Ceremony held to bless future site of Waskaganish women's shelter

People from all 10 Cree communities in Quebec gathered in Waskaganish Tuesday for a ceremonial blessing of the ground on which a new women's shelter will be built.

2 shelters to be built this spring for women fleeing domestic violence

People from all 10 Cree communities in Quebec gathered in Waskaganish Tuesday for a ceremonial blessing of the ground on which a new women's shelter will be built.

After 12 years of planning, seeing the project come to fruition "brings a lot of joy to my heart," said Virigina Wabano, the program officer in charge of the project with the Cree Board of Health and Social Services.

"It makes me want to cry tears of happiness and tears of sadness," said Wabano.

"Happy because we have a place to keep our women. Sad at the same time because of those that died because we didn't have something for them."

The shelter in Waskaganish will serve the coastal communities (Whapmagoostui, Chisasibi, Wemindji, Waskaganish, and Eastmain) and a second shelter also being built this spring in Waswanipi will primarily serve the inland Cree communities (Waswanipi, Oujé-Bougoumou, Mistissini and Nemaska).

Gladys Matoush leads a prayer at the ceremony at the site of the future women's shelter in Waskaganish, Que., on April 12, 2016. (Jaime Little/CBC)

Each facility will have 18 beds as well as counselling and support services for women and their children who are fleeing domestic violence.

A 2004 report by the Cree Board of Health and Social Services said that in the largest Cree community there was an average of nine cases of conjugal violence every month, totalling about 108 cases a year. The report said almost all cases were associated with alcohol and drug abuse. 

At that time many Cree women were being sent to cities in southern Canada to escape violence at home, but they struggled to get the services they needed in what for many was their second or third language.

"The language barrier was another reason it was important to have [the shelters] within the territory, so people can be helped by their own people, in their own language," said Wabano.

"Having that brings more of a sense of community and it helps them develop more in their healing, when they're understood."

William Saganash travelled from Waswanipi to Waskaganish to be part of the groundbreaking ceremony. As a police officer with the Eeyou Eenou Police Force, he intervenes in cases of domestic violence.

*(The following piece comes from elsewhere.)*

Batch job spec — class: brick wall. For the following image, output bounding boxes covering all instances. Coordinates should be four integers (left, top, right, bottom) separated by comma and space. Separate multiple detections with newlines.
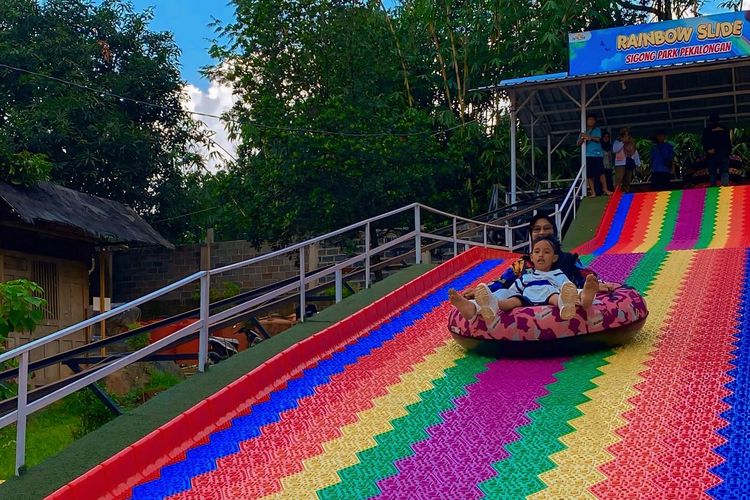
113, 231, 426, 316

William Saganash, an officer with the Eeyou Eenou Police Force, travelled from Waswanipi to Waskaganish to be part of the groundbreaking ceremony. He says one of the reasons he chose policing as a career was to help people like his own mother, who survived years of conjugal abuse. (Celina Wapachee/CBC)

One of the reasons he chose policing as a career was to help people like his own mother, who survived years of conjugal abuse.

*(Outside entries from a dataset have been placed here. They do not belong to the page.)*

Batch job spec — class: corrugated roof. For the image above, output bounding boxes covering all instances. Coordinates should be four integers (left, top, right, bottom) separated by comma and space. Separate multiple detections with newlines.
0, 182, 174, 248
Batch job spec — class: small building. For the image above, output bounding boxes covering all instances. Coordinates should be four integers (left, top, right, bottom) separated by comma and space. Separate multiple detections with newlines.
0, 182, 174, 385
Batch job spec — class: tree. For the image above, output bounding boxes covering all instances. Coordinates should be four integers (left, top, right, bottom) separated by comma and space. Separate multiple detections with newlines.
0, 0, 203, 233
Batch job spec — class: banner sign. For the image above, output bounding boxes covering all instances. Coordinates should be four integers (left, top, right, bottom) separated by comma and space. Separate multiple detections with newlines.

"She lived in that fear for so many years," Saganash said.

"Us too, as children. That fear no longer lives in us. It's how to get away from the problem, how to eliminate the trauma that you've lived and seek the help you need. That's what I experienced and that's why I became a cop."

Saganash said having shelters in the Cree territory will make it easier for women to take that first step toward getting help.

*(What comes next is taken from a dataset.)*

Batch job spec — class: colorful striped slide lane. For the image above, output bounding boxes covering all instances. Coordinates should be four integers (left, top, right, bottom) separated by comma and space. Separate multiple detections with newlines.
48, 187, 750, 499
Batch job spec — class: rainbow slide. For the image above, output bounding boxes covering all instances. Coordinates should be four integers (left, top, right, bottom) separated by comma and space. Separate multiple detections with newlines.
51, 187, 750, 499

"It is not something to be proud of — though it is a need — when you have to build a women's shelter," said Grand Chief Matthew Coon Come after the ceremony.

"It is a signal that there is some illness in the social fabric of our society."

Coon Come underlined the need for services not only for women and children but also for men, many of whom are dealing with residential school trauma and addiction.